Por meio do algoritmo da transferência, Lacan vincula a psicanálise em intensão à
psicanálise em extensão, pois aposta na transmissão do saber particular via sua
articulação com os textos de Freud. Qual o efeito do estabelecimento desse sujeito
suposto saber? É o amor. Com o surgimento do amor se dá a transformação da
demanda, uma demanda transitiva (demanda de algo, como por exemplo, livrar-se
de seu sintoma) torna-se uma demanda intransitiva (demanda de amor, de
presença, já que o amor demanda amor). O amor é o efeito da transferência, mas
efeito sob o aspecto de resistência ao desejo como desejo do Outro. Ao surgimento
do desejo, sob a forma de questão, o analisante responde com amor; cabe ao
analista fazer surgir nessa demanda a dimensão do desejo, que é também
conectado ao estabelecimento do sujeito suposto saber. Este corresponde,
condicionando-o, a um sujeito suposto desejar. Eis a articulação com a função
sintomal, pois fazer aparecer a dimensão do desejo é fazê-lo surgir como desejo do
Outro, levando o sintoma à categoria de enigma pela ligação implícita do desejo com
o saber.
Não basta a demanda de se desvencilhar de um sintoma; é preciso que este
apareça ao sujeito como um ciframento, portanto, algo a ser decifrado, na dinâmica
da transferência, pelo intermédio do sujeito suposto saber. O que quer esse amor de
transferência? Ele quer saber.
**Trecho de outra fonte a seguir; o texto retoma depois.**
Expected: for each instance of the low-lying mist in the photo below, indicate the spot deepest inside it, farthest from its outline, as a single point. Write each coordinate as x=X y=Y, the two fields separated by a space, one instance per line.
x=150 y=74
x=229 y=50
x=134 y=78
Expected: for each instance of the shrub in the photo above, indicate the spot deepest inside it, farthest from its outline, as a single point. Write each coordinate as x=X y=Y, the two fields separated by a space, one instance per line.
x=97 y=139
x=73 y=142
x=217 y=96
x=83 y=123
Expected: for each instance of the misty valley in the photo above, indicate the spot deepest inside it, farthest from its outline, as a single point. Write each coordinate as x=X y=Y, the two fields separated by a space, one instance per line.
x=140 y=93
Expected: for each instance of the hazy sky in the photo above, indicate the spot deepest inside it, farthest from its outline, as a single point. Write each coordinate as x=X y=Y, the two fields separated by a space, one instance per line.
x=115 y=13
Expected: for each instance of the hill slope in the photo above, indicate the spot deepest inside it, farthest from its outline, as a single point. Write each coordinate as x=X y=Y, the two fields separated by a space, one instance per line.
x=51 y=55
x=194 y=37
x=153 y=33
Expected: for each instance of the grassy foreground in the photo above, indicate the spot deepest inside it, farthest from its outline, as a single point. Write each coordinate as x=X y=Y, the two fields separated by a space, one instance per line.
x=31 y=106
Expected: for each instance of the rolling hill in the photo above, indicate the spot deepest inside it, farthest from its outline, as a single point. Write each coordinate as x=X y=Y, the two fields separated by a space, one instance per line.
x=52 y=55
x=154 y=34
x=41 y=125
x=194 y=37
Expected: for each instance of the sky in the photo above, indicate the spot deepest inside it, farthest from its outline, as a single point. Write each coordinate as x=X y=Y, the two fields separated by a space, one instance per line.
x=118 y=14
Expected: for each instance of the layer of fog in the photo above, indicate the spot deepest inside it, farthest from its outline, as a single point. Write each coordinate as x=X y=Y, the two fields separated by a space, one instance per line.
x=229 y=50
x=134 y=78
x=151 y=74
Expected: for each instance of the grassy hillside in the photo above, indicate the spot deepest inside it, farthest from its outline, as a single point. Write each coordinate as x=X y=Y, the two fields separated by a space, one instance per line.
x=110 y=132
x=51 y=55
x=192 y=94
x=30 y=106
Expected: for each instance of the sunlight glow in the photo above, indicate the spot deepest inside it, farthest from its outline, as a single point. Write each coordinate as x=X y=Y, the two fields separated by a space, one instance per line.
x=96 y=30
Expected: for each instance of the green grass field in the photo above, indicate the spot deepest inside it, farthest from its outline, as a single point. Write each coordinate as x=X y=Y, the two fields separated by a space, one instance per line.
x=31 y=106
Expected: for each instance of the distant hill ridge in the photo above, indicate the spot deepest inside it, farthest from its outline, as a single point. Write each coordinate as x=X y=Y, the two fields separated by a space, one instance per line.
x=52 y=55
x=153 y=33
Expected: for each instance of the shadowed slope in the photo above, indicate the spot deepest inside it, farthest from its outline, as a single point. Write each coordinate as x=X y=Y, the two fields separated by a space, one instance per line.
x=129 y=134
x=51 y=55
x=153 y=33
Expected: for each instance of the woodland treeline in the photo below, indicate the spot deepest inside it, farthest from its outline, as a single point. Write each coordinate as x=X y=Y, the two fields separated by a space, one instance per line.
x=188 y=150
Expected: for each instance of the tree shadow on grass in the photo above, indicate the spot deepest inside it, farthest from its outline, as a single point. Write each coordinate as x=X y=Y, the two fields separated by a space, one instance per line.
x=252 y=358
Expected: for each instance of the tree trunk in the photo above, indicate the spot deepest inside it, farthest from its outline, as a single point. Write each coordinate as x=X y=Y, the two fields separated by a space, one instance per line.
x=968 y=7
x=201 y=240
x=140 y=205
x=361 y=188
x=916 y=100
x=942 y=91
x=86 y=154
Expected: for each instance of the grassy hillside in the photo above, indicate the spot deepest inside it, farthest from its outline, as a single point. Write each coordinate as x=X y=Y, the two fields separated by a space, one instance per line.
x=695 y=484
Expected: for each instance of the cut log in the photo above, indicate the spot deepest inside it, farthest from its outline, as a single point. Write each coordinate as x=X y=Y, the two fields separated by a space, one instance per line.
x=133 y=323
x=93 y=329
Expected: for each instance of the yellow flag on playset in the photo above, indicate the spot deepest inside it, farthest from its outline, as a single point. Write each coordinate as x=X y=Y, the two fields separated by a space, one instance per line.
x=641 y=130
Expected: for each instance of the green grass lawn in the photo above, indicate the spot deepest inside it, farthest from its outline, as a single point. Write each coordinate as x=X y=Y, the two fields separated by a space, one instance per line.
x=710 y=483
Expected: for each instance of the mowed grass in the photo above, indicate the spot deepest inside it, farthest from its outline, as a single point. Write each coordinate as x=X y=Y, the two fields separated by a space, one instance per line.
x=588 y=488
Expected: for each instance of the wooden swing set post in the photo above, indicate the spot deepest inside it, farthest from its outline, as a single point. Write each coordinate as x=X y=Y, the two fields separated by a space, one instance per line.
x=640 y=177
Ora, a própria transferência é definida por Lacan
como o “amor que se dirige ao saber”. Porém, sua finalidade, como a de todo amor,
não é o saber, e sim o objeto causa do desejo. Esse objeto (o objeto a) é o que
confere à transferência seu aspecto real: de real do sexo. Trata-se aqui da vertente
da transferência como colocação em ato da realidade sexual do inconsciente. À
transferência como repetição em que os significantes da demanda são endereçados
ao Outro do Amor em que é colocado o analista, vem contrapor-se a transferência
como um encontro da ordem do real do sexo.